People on the stage have warm hearts and generous purses, but to give gracefully requires as much tact as to receive graciously.
It is a curious thing how few actors have died rich men. Many have made fortunes, but they have generally contrived to lose them again. Money easily made is readily lost. He who buys what he does not want ends in wanting what he cannot buy. Style and show begun in flourishing times are hard to relinquish. Capital soon runs away when drawn upon because salary has ceased, even temporarily. Many an actor, once a rich man, has died poor. Kate Vaughan, once a wealthy woman, died in penury, and so on ad infinitum.
Actors, like other people, have to learn there is no disgrace in being poor—it is merely inconvenient.
Theatrical salaries are sometimes enormous, although George Edwardes has informed the public that £100 a week is the highest he ever gives, because he finds to go beyond that sum does not pay him.
It seems a great deal for a pretty woman, not highly born, nor highly educated, nor highly gifted—merely a pretty woman who has been well drilled by author, stage manager, and conductor, to be able to command £100 a week in a comic opera, but after all it is not for long. It is never for fifty-two weeks in the year, and only for a few years at most. Beauty fades, flesh increases, the attraction goes, and she is relegated to the shelf, a poorer, wiser woman than before. But meanwhile her scintillating success, the glamour around her, have acted as a bait to induce others to rush upon the stage.

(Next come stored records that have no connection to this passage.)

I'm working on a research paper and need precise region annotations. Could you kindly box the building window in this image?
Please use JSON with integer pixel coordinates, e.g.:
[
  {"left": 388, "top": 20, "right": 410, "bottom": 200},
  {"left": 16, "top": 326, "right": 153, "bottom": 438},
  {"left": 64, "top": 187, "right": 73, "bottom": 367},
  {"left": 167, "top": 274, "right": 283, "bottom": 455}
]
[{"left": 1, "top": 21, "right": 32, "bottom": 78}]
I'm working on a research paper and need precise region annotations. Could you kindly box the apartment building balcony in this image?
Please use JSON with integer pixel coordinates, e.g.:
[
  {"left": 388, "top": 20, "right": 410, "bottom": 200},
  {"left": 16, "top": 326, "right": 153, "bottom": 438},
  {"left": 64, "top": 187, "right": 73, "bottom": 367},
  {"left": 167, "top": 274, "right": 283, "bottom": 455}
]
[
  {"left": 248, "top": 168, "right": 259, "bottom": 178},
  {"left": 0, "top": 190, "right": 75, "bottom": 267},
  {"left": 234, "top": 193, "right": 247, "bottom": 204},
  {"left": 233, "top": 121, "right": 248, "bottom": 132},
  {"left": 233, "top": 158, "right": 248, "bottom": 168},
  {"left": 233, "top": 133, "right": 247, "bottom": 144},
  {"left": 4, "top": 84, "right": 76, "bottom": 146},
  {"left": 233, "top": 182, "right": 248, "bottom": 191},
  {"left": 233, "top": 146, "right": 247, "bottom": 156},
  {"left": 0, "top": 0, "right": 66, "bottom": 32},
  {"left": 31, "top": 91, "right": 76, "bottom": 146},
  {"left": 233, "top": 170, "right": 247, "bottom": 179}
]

The largest salary ever earned by a man was probably that paid to Charles Kean, who once had a short engagement at Drury Lane for £50 a night, and on one occasion he made £2,000 by a benefit. Madame Vestris, however, beat him, for she had a long engagement at the Haymarket at £40 a night, or £240 a week, a sum unheard of to-day.
It may be here mentioned that salaries are doled out according to an old and curious custom.
“Treasury day” is a great event; theatrical folk never speak of “pay”: it is always “salaries” and “treasury day.” Each “house” has its own methods of procedure, but at a great national theatre like Drury Lane the “chiefs” are paid by cheque, while every Friday night the treasurer and his assistants with trays full of “salary” go round the theatre and distribute packets in batches to the endless persons who combine to make a successful performance. The money is sealed up in an envelope which bears the name of the receiver, so no one knows what his neighbour gets. It takes five or six hours for the treasurer and his two assistants to pay off a thousand people at a pantomime, and check each salary paid.
There is no field where that little colt imagination scampers more wildly than in the matter of salaries. For instance, a girl started as “leading lady” in a well-known play on a provincial tour. Her name, in letters nearly as big as herself, met her on the hoardings of every town the company visited. She was given the star dressing-room, and a dresser to herself. This all meant extra tips and extra expenses everywhere, for she was the “leading lady”! Wonderful notices appeared in all the provincial papers and this girl was the draw. The manager knew that, and advertised her and pushed her forward in every way. All the company thought she began at a salary of £10 a week, and rumour said this sum had been doubled after her success. Such was the story. Now for the truth. She was engaged for the tour at £3 a week, and £3 a week she received without an additional penny, although the tour of weeks extended into months. She was poor, others were dependent on her, and she dared not throw up that weekly sixty shillings for fear she might lose everything in her endeavour to get more.
This is only one instance: there are many such upon the stage.